FWIW, this kind of error usually occurs when an invalid communicator
value is passed to an MPI function. OMPI just reports
"MPI_COMM_WORLD" because it has no other communicator to report.

You might want to set the MCA parameter mpi_abort_delay to a delay in
seconds how long Open MPI will wait before killing the job when an
error occurs (negative values mean to never abort; spin forever).
This will allow you to attach a debugger to the application and poke
around and see what value was passed for the communicator, what the
state of the process was, etc.

On Feb 25, 2008, at 4:13 PM, Si Hammond wrote:

> Hi Guys,
>
> We have a very large executable written in C++, C, F77 and F90 (and we
> use all of these compilers!). Our code compiles and links fine but
> when
> we run it on our cluster (under PBSPro) we get the errors at the
> bottom
> of the email.
> I wondered if you guys could shed any light on this? Seems to be an
> odd
> error than MPI_COMM_WORLD is an invalid communicator? Do you think
> its a
> hardware fault or a compilation issue? For reference we're using
> OpenMPI
> 1.2.5 with InfiniBand connected via a Voltaire switch. Processors are
> Intel Dual Core. Compilers are GNU C (gcc), C++ (g++) and gfortran.
>
>
> [node207:12109] *** An error occurred in MPI_Allreduce
> [node109:11337] *** An error occurred in MPI_Allreduce
> [node109:11337] *** on communicator MPI_COMM_WORLD
> [node109:11337] *** MPI_ERR_COMM: invalid communicator
> [node109:11337] *** MPI_ERRORS_ARE_FATAL (goodbye)
> [node117:11236] *** An error occurred in MPI_Allreduce
> [node117:11236] *** on communicator MPI_COMM_WORLD
> [node117:11236] *** MPI_ERR_COMM: invalid communicator
> [node117:11236] *** MPI_ERRORS_ARE_FATAL (goodbye)
> [node113:11288] *** An error occurred in MPI_Allreduce
> [node113:11288] *** on communicator MPI_COMM_WORLD
> [node113:11288] *** MPI_ERR_COMM: invalid communicator
> [node113:11288] *** MPI_ERRORS_ARE_FATAL (goodbye)
> [node111:11295] *** An error occurred in MPI_Allreduce
> [node111:11295] *** on communicator MPI_COMM_WORLD
> [node111:11295] *** MPI_ERR_COMM: invalid communicator
> [node111:11295] *** MPI_ERRORS_ARE_FATAL (goodbye)
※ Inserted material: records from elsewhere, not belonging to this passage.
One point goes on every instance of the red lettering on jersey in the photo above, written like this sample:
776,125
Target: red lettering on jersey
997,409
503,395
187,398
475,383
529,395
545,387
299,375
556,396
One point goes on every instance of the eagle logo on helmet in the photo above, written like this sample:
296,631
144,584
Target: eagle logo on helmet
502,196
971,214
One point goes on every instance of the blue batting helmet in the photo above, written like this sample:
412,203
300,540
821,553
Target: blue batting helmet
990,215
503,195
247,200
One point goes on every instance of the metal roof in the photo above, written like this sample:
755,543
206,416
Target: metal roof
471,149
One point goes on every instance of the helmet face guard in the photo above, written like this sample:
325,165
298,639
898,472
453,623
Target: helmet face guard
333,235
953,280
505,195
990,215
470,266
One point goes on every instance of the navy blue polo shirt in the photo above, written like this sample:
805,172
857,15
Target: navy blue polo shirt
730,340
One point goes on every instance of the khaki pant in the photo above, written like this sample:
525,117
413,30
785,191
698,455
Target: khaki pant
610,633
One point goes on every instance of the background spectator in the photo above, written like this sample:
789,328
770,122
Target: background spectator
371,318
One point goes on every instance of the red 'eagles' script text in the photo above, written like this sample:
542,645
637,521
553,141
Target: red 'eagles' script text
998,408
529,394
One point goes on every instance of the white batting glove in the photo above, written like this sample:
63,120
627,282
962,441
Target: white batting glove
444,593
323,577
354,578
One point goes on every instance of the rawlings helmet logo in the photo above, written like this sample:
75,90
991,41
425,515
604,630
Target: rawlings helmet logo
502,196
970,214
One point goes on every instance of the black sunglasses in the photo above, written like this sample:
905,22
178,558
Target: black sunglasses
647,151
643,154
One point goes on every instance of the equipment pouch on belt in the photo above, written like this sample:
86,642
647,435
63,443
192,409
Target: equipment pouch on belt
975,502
> [node110:11295] *** An error occurred in MPI_Allreduce
> [node110:11295] *** on communicator MPI_COMM_WORLD
> [node110:11295] *** MPI_ERR_COMM: invalid communicator
> [node110:11295] *** MPI_ERRORS_ARE_FATAL (goodbye)
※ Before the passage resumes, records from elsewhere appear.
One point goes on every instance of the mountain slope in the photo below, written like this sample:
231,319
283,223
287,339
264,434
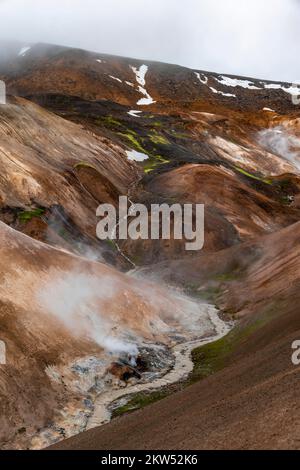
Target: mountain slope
67,143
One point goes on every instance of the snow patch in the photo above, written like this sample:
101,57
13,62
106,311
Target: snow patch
134,113
116,78
293,90
135,156
234,82
24,50
229,95
140,75
201,77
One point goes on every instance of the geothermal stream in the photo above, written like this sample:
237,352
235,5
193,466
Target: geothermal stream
183,366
> [node115:11496] *** An error occurred in MPI_Allreduce
> [node115:11496] *** on communicator MPI_COMM_WORLD
> [node115:11496] *** MPI_ERR_COMM: invalid communicator
> [node115:11496] *** MPI_ERRORS_ARE_FATAL (goodbye)
> [node118:11239] *** An error occurred in MPI_Allreduce
> [node118:11239] *** on communicator MPI_COMM_WORLD
> [node118:11239] *** MPI_ERR_COMM: invalid communicator
> [node118:11239] *** MPI_ERRORS_ARE_FATAL (goodbye)
> [node116:11249] *** An error occurred in MPI_Allreduce
> [node116:11249] *** on communicator MPI_COMM_WORLD
> [node116:11249] *** MPI_ERR_COMM: invalid communicator
> [node116:11249] *** MPI_ERRORS_ARE_FATAL (goodbye)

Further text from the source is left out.